You're okay, but I'm much better

A clever novel examines the undeservedly entitled of New York as they hover on the brink of September 11

Everyone has at least one relative who needs to learn Ben Franklin's maxim that "visitors, like fish, stink after three days." But even Great Uncle Jim at his worst never reeked with as many repercussions as Frederick "Bootie" Tubb, the would-be devoted nephew in Claire Messud's absorbingly intelligent new novel The Emperor's Children.

As far as Marina Thwaite is concerned, her cousin is a most unwelcome house guest, both on aesthetic grounds and because he might distract her father from that most fascinating of topics: her.

Bootie, who had the brains but not the bank account for Harvard, has dropped out of the State University of New York at Oswego, declaring higher education a farce. Instead, he plans to become an autodidact (despite an inability to finish reading a novel) and worship at the feet of his uncle, Murray Thwaite, a celebrity journalist. To this end, he crashes at his uncle's upscale New York apartment, where Murray, out of pity, hires him as his secretary and where Marina, out of shuddering revulsion, avoids him.

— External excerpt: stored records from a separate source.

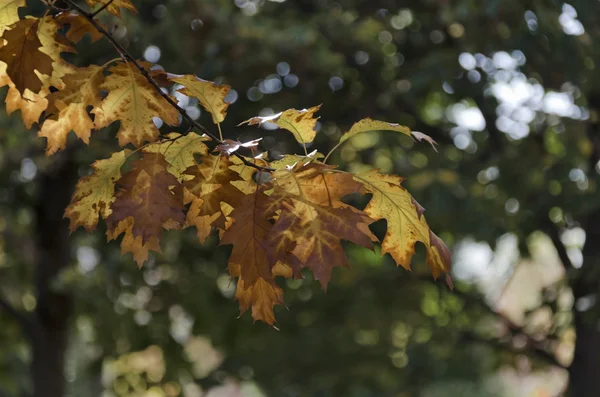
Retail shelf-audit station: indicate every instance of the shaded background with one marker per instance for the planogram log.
(508, 88)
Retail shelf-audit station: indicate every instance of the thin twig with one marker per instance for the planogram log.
(99, 10)
(129, 58)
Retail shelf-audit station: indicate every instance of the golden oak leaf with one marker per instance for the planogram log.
(148, 194)
(71, 103)
(132, 243)
(114, 6)
(210, 95)
(79, 26)
(248, 260)
(405, 223)
(261, 297)
(301, 123)
(9, 13)
(31, 105)
(290, 160)
(179, 150)
(318, 240)
(317, 183)
(212, 182)
(53, 44)
(367, 125)
(95, 193)
(23, 57)
(134, 102)
(250, 175)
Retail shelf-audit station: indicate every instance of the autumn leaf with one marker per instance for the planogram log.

The 30-year-old also has moved back home and is also failing to finish a book. Marina has spent five years "writing" about children's fashions: "about how complex and profound truths – our mores entire – could be derived from a society's decision to put little Lulu in a smocked frock or tiny Stacey in sequined hotpants."

Unfortunately, Marina can't remember a time when she was interested in the subject; even more unfortunately, she spent her advance from the publisher years ago. Her problem is not laziness; it's her own inflated expectations.

"Marina would not put her name – on her first book, and she her father's daughter – on something of which she was not proud, even as she had come to doubt that pride in this effort was possible."

Marina is the most privileged of three college chums who hover on the outskirts of New York intelligentsia in 2001. Months before Sept. 11, they are all questioning their choices and life goals.

Danielle works as a documentary producer and searches fruitlessly for love; Julius is a gay freelance critic who makes ends meet by temping.

Marina's arrested state worries the other two, even as her air of unearned superiority irks them. "The idea that at 30 Marina couldn't point even to a futon or a folding chair and claim it as her own was ... faintly pathetic," Danielle thinks one evening, as her friend pays for Chinese takeout with her father's credit card. "Yet Marina , in her parents' kitchen, did not appear pathetic; the thought didn't seem to have crossed her mind."

After all, she comes by her air of entitlement honestly: Her father, the "emperor" of the title, is lousy with it.

As the year progresses toward fall, the three main characters' lives take a darker turn. Not surprisingly, Murray has a few detractors, such as Ludovic Seeley, an Australian who's moved to New York to start a magazine. Despite his contempt for Murray, Ludovic makes a play for Marina. Danielle tries to warn Marina – but Marina decides Danielle just wanted Ludo for herself.

Danielle is the most sensible, but she also makes staggering mistakes in love: One of the things Murray felt entitled to was her. Bootie blunders into this mess, finally grasps that Murray isn't worth idealizing and enacts a betrayal of startling harshness and naiveté.

Messud gets across Bootie's total isolation and lack of emotional intelligence, but she never explains how the teen got this way. The other characters, however, are terrifically rendered – especially Marina and Murray, who could have been monsters of selfishness. Instead, Messud is adroit in handling their insecurities and inner emotions. Her writing is so sure-handed that she doesn't even stumble on the hurdle of the Sept. 11 attacks (although the book ends too abruptly thereafter), and her exploration of entitlement is both witty and astute.

"Marina, feeling entitled, never really asked herself if she was good enough," Julius notes. "Whereas he, Julius, asked himself repeatedly, answered always in the affirmative, and marveled at the wider world's apparent inability to see the light."

Yvonne Zipp regularly reviews fiction for the Monitor.